Geller believes there is no question that seriously ill patients and the elderly are having a rougher time accessing care in states where assisted suicide is legal, saying, “The ‘choice’ of doctorprescribed death appears to have become illusory” for those people living in Washington and Oregon.

“Vulnerable people struggling with aging, illness, and disability are receiving the message that good care choices are few or nonexistent, but state-sponsored assisted suicide is cheap and readily available,” she said.

Geller reported that “health care professionals, including hospice workers, are telling us that hospitals are now ‘dumping’ very ill, even dying, patients out into the community, into nursing homes or adult family homes, which are ill-equipped to properly care for them. Patients and families are feeling more overwhelmed than ever, with less support, and less access to the care needed.”

She relates a story about a paralyzed woman who was discharged prematurely from the hospital. The woman could not be cared for at home, as she
needed full-time assistance. And she couldn’t afford the specialized care at a nursing facility “which could meet her medical needs, [and] assure good pain control and comfort care.”

A concerned relative explained to Geller that the woman was considering asking for assisted suicide. “This wasn’t truly her choice. She didn’t really want a lethal prescription,” Geller said. “Rather, she desperately wanted to be cared for. But she worried that her children would be strapped with a big debt… [and] would be angry with her if she racked up a huge bill before she died.”

This is a story repeated innumerable times by nurses, physicians, and overwhelmed family members in the Northwest, according to Geller. But she hopes that help is on the way.

A FITTING VENUE

With the USCCB choosing to gather in Seattle in June 2011, people fighting assisted suicide see symbolic value to the selection of the state that first attempted to legalize physicianassisted suicide in 1991. It will be the bishops’ first-ever meeting there, and it will include the presentation of the bishops’ first-ever policy statement on a topic so closely associated with the Northwest.
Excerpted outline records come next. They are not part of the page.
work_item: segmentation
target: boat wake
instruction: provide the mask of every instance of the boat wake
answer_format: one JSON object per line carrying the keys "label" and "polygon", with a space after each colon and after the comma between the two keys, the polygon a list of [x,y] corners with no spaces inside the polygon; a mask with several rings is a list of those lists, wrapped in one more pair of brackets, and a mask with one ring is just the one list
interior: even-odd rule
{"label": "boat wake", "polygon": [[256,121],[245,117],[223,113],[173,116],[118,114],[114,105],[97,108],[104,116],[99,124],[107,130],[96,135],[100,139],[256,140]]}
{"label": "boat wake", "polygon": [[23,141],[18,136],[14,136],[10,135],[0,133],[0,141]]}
In his response to the USCCB’s decision to meet in Seattle and discuss this particular topic, newly installed Seattle Archbishop J. Peter Sartain reflected on his hopes for this national effort. He remarked that since the 2008 passage of I-1000, Washington’s “Death with Dignity” initiative, “the Church has been confronted with the legality of assisted suicide and the urgency of clearly and consistently upholding our teaching that human life is sacred, from the moment of conception until natural death.”

“Our pastoral responsibility is to support those in terminal conditions, and their families, with compassion and care so they don’t feel compelled to consider assisted suicide,” Sartain emphasized, adding: “Spiritually, we want to assist them to see the accompaniment of God in their suffering and thus find hope in him through the cross of his Son, who always gives life.”

The archbishop believes that this discussion in Seattle will be helpful. “It will provide us with an opportunity to reiterate our crucial teaching, delve into a profound mystery of our faith, and highlight the potential for abuse when society abandons its commitment to the sanctity of all life,” he emphasized.

“We in Washington State know well what can happen when assisted suicide is legal,” Sartain said. “I hope we will be able to provide guidance to other states so they can effectively resist the legalization of assisted suicide, as well as provide an example of how to support those with terminal medical conditions, both spiritually and compassionately, at the end of life.”